Con los dos volúmenes de Nymphomaniac, Lars Von Trier ha desarrollado una de sus obras más irónicas, inteligentes y polimórficas. Este incomodador de masas crea todo un juego con el espectador, una interpretación más perversa del pacto ficcional. Si el porno fue el cebo comercial con el que seducir a parte del público, el sexo como definición del ser humano es realmente el tema de este díptico provocativo y antierótico. En su discurso, el sexo es algo tan natural como misterioso. Al igual que Freud, defiende que los seres humanos estamos atrapados dentro de nuestra propia sexualidad, y eso es lo que nos determina. 

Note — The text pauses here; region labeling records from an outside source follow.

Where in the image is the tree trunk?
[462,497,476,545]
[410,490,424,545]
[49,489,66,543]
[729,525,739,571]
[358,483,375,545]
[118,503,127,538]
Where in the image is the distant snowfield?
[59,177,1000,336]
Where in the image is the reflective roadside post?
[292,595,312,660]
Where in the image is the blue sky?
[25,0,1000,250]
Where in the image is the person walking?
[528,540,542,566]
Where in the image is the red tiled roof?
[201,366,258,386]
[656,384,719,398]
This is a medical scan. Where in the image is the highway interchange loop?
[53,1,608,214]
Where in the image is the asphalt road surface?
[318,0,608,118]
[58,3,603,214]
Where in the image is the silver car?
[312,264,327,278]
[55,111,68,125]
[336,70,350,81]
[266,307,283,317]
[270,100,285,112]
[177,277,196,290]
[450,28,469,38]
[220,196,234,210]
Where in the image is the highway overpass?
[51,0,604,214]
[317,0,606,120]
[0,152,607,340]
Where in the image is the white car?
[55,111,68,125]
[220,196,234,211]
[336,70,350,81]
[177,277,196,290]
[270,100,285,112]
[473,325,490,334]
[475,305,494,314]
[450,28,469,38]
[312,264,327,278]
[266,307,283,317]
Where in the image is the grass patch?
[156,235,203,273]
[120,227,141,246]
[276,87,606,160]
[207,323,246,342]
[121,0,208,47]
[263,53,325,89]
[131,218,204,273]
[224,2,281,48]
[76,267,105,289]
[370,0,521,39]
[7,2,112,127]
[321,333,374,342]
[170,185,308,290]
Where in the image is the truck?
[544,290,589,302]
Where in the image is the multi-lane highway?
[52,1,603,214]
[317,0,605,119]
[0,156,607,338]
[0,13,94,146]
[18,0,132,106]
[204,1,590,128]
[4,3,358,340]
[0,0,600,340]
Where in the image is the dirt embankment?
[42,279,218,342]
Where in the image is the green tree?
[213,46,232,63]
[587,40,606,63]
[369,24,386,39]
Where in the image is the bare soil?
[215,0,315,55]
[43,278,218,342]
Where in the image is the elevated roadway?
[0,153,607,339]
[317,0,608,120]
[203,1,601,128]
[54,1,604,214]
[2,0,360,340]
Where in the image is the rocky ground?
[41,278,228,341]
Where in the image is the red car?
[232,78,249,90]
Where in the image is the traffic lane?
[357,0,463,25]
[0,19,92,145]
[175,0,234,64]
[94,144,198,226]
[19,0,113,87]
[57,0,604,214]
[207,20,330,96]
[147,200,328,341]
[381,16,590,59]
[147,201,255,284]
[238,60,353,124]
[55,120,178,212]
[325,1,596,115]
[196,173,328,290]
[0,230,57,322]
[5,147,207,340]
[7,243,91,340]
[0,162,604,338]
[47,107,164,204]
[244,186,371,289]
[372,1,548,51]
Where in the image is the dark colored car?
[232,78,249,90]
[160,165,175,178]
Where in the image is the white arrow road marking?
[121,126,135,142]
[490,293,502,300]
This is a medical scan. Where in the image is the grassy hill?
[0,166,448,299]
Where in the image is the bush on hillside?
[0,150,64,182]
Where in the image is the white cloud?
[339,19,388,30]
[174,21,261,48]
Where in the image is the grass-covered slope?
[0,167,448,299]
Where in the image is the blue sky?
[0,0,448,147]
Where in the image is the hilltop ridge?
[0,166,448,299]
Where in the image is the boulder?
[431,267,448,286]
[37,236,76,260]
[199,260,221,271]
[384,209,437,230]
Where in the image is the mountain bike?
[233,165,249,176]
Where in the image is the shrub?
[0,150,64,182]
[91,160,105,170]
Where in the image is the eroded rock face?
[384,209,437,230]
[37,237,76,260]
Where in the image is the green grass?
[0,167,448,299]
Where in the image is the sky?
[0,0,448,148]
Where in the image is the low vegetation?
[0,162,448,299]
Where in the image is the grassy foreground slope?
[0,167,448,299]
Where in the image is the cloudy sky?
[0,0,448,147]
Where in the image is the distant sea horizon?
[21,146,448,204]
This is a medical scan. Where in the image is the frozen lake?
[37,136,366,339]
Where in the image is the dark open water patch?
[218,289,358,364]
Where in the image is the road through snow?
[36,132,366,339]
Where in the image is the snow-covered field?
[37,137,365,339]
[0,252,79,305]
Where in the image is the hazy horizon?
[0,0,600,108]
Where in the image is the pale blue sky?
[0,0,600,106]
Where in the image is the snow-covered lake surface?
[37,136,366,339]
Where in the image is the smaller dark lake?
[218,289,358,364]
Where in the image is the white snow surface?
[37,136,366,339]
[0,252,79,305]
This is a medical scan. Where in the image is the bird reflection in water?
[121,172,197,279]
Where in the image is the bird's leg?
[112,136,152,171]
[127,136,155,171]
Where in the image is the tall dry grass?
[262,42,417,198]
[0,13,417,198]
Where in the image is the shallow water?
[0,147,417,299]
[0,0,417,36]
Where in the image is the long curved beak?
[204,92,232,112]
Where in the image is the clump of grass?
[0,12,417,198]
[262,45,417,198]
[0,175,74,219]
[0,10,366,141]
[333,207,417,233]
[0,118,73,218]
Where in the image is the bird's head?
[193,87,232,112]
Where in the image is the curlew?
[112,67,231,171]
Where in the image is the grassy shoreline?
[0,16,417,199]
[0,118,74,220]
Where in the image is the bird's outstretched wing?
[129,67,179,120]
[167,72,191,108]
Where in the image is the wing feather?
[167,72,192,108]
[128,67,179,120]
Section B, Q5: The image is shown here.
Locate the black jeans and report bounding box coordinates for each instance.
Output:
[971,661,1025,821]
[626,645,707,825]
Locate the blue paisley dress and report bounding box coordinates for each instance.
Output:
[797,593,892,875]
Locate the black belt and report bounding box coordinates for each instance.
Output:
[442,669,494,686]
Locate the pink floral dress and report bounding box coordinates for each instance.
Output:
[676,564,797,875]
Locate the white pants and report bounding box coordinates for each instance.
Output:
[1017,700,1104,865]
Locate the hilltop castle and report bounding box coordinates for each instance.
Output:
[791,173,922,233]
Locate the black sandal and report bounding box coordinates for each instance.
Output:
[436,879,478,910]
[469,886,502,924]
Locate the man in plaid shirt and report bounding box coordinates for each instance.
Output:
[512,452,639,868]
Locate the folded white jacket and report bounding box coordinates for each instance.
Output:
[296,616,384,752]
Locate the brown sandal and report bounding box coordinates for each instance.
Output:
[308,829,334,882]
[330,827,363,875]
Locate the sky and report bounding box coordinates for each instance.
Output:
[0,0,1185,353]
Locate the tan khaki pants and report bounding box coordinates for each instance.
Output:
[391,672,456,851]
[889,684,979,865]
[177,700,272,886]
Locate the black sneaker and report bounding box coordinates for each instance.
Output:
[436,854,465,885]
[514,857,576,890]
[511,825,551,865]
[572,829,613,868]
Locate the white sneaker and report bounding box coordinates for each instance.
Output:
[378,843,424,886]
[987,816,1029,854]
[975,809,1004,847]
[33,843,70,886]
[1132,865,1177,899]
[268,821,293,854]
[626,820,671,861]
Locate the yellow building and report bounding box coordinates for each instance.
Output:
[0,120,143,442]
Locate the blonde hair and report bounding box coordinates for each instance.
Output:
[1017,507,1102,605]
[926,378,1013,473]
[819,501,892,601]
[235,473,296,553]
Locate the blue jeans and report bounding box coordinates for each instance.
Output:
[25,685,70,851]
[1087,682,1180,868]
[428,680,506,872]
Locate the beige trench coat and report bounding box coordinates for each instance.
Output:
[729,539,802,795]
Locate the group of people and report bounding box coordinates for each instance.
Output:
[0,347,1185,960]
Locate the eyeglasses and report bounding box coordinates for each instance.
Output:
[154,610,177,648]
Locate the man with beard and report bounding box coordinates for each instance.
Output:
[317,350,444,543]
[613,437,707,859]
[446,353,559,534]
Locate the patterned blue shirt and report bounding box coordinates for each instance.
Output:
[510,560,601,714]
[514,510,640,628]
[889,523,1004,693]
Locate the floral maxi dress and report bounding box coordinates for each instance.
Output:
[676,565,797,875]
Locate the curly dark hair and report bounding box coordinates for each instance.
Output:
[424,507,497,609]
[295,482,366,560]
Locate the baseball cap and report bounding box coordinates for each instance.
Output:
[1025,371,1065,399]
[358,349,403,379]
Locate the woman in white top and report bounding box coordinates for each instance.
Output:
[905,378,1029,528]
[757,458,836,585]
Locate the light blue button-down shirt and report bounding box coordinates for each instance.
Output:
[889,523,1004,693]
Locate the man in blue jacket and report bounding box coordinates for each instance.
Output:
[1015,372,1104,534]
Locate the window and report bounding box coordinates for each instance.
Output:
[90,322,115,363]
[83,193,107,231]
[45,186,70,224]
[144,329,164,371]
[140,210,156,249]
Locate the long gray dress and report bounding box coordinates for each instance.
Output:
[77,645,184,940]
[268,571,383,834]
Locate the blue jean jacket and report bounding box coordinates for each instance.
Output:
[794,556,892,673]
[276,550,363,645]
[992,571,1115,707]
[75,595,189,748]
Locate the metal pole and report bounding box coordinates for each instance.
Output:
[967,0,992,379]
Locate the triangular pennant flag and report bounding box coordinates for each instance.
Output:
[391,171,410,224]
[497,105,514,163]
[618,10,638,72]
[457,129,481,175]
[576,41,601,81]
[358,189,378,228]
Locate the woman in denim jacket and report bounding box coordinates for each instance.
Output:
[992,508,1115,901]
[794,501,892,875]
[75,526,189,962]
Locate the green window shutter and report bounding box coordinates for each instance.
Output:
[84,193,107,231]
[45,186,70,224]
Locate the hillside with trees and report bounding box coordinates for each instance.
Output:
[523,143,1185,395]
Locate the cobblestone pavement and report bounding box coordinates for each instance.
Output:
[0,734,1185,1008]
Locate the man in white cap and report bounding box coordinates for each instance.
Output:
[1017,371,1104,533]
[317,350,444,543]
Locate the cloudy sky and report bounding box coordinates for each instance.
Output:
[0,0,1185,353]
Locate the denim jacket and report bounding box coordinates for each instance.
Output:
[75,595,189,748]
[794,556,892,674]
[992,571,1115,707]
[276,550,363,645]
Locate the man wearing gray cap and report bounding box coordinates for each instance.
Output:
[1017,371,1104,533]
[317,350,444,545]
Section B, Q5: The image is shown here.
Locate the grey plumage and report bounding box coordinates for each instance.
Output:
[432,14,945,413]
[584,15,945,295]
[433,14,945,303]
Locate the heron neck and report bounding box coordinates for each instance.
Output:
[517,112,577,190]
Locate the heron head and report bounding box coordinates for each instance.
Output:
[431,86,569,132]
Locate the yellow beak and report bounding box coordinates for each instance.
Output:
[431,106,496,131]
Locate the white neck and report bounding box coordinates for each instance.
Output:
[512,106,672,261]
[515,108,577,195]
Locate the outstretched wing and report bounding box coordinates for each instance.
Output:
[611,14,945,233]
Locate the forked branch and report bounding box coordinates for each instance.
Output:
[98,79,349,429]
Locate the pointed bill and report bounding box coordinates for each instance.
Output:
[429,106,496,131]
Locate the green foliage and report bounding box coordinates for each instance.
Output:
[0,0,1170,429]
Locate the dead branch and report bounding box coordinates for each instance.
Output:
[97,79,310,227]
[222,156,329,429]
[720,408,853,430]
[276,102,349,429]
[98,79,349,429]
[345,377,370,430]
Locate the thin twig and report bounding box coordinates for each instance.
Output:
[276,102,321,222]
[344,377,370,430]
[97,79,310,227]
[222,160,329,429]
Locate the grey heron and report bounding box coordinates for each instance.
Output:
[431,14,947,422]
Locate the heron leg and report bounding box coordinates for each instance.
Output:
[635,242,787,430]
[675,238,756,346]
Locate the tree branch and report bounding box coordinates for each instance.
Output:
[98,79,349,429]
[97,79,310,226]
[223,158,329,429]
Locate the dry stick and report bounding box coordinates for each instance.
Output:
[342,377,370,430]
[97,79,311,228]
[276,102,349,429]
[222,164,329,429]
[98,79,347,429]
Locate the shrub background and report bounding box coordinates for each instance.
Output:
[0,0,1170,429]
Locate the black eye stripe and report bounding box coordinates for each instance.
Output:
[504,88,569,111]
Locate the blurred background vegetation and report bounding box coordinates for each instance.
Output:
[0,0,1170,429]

Joe (Stacy Martin/Charlotte Gainsbourg) es el hilo conductor de toda un fluir de sentimientos caóticos que son narrados en una polifonía de perfecta armonía y coherencia (pese a su discutible final). Si en la primera parte el sexo es una cuestión de lo más natural y cercana, en la segunda se convierte en algo oscuro y cruel. De las historias genialmente cómicas (incluyendo escenas dramáticas convertidas en esperpentos divertidísimos), pasamos a la perturbación psicológica y la desesperanza, a todo un espejo incómodo y decadente.

Lars von Trier tampoco es el mismo. La usual simbología de su cine se muestra más explícita; el montaje es más inmediato, atractivo y absorbente. Su protagonista, en esta ocasión, no es una víctima, sino una amazonas que, en cierto modo, se enfrenta contra todos los roles con los que la sociedad intenta someter a la mujer. A través de todo un diálogo moral entre sus intérpretes principales, nos relata una historia sin moraleja. 

El loco Lars aún tiene mucho que decir en su carrera audiovisual. Nos queda la espera de poder revisar esos 90 minutos robados de los que tanto se hablan y que pueden arrojar más luz (y semen) a este tenebroso callejón nevado con olor a sexo y aflicción.